Course Schedule
2 day ONLINE-only course at 8 hours per day (plus optional exciting overnight crackme challenges!)
The course will no longer be taking place this year during CanSecWest 2022. (Updated May 9, 2022)
Course Abstract
This 2-day hands-on training introduces you to software reverse engineering with the free open source Ghidra tool suite. Since its open-source release by the NSA in 2019, Ghidra has become an attractive tool for reverse engineering. You will meet Ghidra and be provided with hands-on scenarios that will allow you to discover how you can use Ghidra to enhance your reverse engineering capabilities.
During this course (which roughly parallels the first half of The Ghidra Book), you will explore the following topics, each of which is presented through hands-on activities in our online lab environment, HOTzone. Within each of the following modules are levelled hands-on challenges (e.g., 1A, 1B, 1C) that allow you to choose tasks that peak your interest, meet you where you are, and take you to the next level....and we have never run out of crackmes!
Course Agenda
Day 1 Agenda: (Optional side quests available for the adventurous!)
Introduction to the Training and HOTzone
Meet Ghidra: This module includes a high-level introduction to the Ghidra tool suite and the various options that may be of interest to Ghidra users.
Getting Started with Ghidra: This module covers the basics of obtaining, installing, and setting up a personal Ghidra environment.
Ghidra Displays: This module introduces the Ghidra Project environment, CodeBrowser tool, and the default windows used as an anchor for analysis.
Disassembly Navigation: This module includes a brief introduction to disassembly in the Ghidra context using the basic CodeBrowser windows with a focus on navigating and understanding the disassembly listing.
Disassembly Manipulation: This section focuses on navigating and manipulating the disassembly and understanding constructs.

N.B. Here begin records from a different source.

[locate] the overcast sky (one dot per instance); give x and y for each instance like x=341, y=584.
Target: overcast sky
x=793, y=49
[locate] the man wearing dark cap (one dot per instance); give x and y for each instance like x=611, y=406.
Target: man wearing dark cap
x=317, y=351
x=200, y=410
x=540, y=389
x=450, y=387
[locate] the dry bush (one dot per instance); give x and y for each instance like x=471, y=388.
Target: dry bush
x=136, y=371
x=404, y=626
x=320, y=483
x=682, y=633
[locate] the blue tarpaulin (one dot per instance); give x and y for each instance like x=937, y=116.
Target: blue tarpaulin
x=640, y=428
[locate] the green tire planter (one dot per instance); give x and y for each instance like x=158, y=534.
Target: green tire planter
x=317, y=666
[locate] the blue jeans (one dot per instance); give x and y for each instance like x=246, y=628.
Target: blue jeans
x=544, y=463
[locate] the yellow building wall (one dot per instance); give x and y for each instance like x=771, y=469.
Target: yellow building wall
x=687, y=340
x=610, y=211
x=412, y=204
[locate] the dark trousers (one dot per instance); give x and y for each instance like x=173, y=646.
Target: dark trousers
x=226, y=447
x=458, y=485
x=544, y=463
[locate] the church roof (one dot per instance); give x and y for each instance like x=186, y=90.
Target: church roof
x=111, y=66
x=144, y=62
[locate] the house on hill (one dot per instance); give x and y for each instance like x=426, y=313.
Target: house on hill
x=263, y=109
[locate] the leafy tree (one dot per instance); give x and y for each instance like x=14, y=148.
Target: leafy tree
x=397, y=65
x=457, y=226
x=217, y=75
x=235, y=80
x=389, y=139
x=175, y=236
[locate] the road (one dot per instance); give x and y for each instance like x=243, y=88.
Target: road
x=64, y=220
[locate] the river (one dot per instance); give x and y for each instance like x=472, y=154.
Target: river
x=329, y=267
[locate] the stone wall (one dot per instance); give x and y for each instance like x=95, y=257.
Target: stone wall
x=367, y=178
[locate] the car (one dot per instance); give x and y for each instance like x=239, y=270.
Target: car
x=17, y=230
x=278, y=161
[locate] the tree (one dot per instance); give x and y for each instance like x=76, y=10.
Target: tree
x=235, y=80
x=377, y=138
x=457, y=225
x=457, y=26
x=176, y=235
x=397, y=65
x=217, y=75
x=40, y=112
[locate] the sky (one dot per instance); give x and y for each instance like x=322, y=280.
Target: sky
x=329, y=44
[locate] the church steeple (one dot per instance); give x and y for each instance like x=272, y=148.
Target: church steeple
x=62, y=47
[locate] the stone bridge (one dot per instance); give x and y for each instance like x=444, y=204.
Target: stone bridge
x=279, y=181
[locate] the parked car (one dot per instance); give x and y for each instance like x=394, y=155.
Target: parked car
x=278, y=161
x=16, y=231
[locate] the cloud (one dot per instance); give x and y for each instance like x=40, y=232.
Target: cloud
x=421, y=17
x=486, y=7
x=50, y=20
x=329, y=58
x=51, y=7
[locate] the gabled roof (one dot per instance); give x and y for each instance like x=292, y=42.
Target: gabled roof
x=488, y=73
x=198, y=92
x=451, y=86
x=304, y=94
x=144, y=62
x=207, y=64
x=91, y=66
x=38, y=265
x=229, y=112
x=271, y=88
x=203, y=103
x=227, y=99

Data Type and Data Structures: This module demonstrates how you can manipulate and define simple and complex data types and data structures found within compiled programs.
**Optional overnight Crackme challenge sets will be made available to participants
Day 2 Agenda: (Content may vary based on class interests)
Ghidra’s Decompiler: This module discusses Ghidra’s built-in Decompiler and how it can be used to expedite and enhance analysis.
Ghidra’s Debugger:
Customizing Ghidra: This module demonstrates how you can customize both your Ghidra work environment as well as Ghidra’s capabilities to better match your RE process.
Scripting with Ghidra: This module introduces scripting with Ghidra including Ghidra scripts, basic script editor, integrated scripting with Eclipse, and provides you with tool
In addition to levelled crackme challenges, there are topical choices that allow participants to choose tasks appropriate to their personal interests and objectives.
Course Pre-requisites
Take this course if you’re interested in reverse engineering in general or are specifically interested in learning about Ghidra. Some programming experience is expected. It is important to understand data types and basic high-level programming constructs like variables, loops, and functions. Students will see code in C, Python, and Java, but no specific language is required to complete exercises. Some basic knowledge of assembly language is also helpful.
Intended Audience
If you like listening to people talk over LONG PowerPoint presentations, this is probably NOT the course for you. Our philosophy is “hands-on” rather than “hand-outs” so come prepared to actively participate in the action and experiment with the concepts.
About the Instructor: Kara Nance
Kara Nance, PhD, is Chief Technology Officer at CyberRatings.org where she is responsible for expanding the non-profit’s test program measuring efficacy of traditional and cloud cybersecurity products and services. She is co-author of “The Ghidra Book: The Definitive Guide" and regularly conducts training on the evolution of the reverse-engineering tool since its release as an open-source product by the NSA at RSA 2019. A computer science professor before transitioning to government and industry, she served as a Senior-Executive Advisory Board member for the Office of the Director of National Intelligence and as a Board Member of the Honeynet Project for many years. She is a frequent speaker and author on cybersecurity and enjoys building Ghidra extensions in her spare time.
Hardware and Software Requirements
Bring a Windows, Mac, or Linux laptop (and power cord) with a current version of Chrome, Firefox, or Safari. That’s it! We provide everything else through our HOTzone environment. (As always - the more screen real estate you have available, the happier you will be!)